While sentiment analysis in the form of assigning polarities (positive, negative, and sometimes neutral) to text data is a task that is often studied and for which adequate results have already been obtained for multiple datasets, identifying finer-grained labels such as specific emotions is still a challenge. In addition to the task complexity, in most datasets available for this task, some emotions are much less represented than others, making the training data unbalanced. To address this issue, the model proposed in this work combines knowledge from less complex tasks and is trained using methods to counteract class imbalance. It is based on a Transformer-based model with a Fusion of Adapter layers to leverage knowledge from the more simple sentiment analysis task.
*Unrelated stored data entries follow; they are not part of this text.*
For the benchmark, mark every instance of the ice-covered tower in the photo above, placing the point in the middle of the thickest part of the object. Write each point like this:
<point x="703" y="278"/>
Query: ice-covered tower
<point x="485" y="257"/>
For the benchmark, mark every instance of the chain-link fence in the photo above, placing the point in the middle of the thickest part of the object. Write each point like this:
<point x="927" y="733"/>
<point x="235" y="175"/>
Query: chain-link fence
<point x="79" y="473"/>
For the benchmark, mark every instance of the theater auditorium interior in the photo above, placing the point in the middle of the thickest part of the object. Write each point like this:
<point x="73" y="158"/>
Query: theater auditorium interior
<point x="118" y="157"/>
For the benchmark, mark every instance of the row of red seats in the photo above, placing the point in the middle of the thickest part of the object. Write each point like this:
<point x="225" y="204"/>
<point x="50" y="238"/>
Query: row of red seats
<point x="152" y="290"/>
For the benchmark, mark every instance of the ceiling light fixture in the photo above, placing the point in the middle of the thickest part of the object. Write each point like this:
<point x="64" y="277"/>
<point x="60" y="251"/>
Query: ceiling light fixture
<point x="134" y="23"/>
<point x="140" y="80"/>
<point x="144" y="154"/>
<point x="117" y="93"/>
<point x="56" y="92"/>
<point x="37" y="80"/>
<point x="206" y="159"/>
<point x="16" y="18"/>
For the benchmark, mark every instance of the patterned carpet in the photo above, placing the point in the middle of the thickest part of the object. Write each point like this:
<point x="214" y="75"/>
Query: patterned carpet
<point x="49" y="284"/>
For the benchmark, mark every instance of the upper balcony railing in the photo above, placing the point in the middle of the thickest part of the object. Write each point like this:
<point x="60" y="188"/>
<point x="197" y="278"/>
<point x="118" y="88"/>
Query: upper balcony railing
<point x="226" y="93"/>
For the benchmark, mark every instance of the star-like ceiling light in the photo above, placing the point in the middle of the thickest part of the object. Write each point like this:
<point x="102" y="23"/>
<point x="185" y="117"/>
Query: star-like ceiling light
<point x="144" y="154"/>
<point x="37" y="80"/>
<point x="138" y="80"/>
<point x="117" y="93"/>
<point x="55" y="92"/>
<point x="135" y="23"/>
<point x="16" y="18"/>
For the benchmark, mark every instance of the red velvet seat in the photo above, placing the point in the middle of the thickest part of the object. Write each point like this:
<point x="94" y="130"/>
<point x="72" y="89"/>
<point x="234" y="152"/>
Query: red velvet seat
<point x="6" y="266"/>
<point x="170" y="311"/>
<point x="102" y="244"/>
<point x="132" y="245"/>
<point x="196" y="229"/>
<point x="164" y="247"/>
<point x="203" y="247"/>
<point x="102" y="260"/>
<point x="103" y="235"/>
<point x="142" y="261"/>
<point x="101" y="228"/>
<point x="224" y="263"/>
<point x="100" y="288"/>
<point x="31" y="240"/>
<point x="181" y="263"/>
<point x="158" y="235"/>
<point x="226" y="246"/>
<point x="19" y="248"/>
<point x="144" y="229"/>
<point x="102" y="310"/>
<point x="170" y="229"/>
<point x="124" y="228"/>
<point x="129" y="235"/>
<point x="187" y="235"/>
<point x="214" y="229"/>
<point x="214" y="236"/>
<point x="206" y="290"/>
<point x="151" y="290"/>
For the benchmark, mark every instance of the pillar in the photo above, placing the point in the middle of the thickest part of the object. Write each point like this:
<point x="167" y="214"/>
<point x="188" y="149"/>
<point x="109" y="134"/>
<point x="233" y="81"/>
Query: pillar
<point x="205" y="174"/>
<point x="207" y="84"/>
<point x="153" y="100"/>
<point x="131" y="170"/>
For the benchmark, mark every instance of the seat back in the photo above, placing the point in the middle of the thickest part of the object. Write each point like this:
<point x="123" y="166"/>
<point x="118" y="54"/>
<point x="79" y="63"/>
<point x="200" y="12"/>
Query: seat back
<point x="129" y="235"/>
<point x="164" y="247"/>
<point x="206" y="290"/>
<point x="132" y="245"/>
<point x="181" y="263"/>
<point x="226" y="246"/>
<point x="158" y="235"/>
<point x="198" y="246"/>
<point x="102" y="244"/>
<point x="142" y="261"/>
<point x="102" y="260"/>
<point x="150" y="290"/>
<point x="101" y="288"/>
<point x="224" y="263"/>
The results obtained are competitive with state-of-the-art multi-modal models on the CMU-MOSEI dataset (Bagher Zadeh et al., 2018), while only utilizing the textual modality. Our main contribution can be formulated as:
-
We designed a method that capitalizes on both pretrained Transformer language models and knowledge from complementary tasks to improve on the emotion recognition task, whilst using Adapter layers that require less training parameters than the conventional fine-tuning approach and taking into account class imbalance.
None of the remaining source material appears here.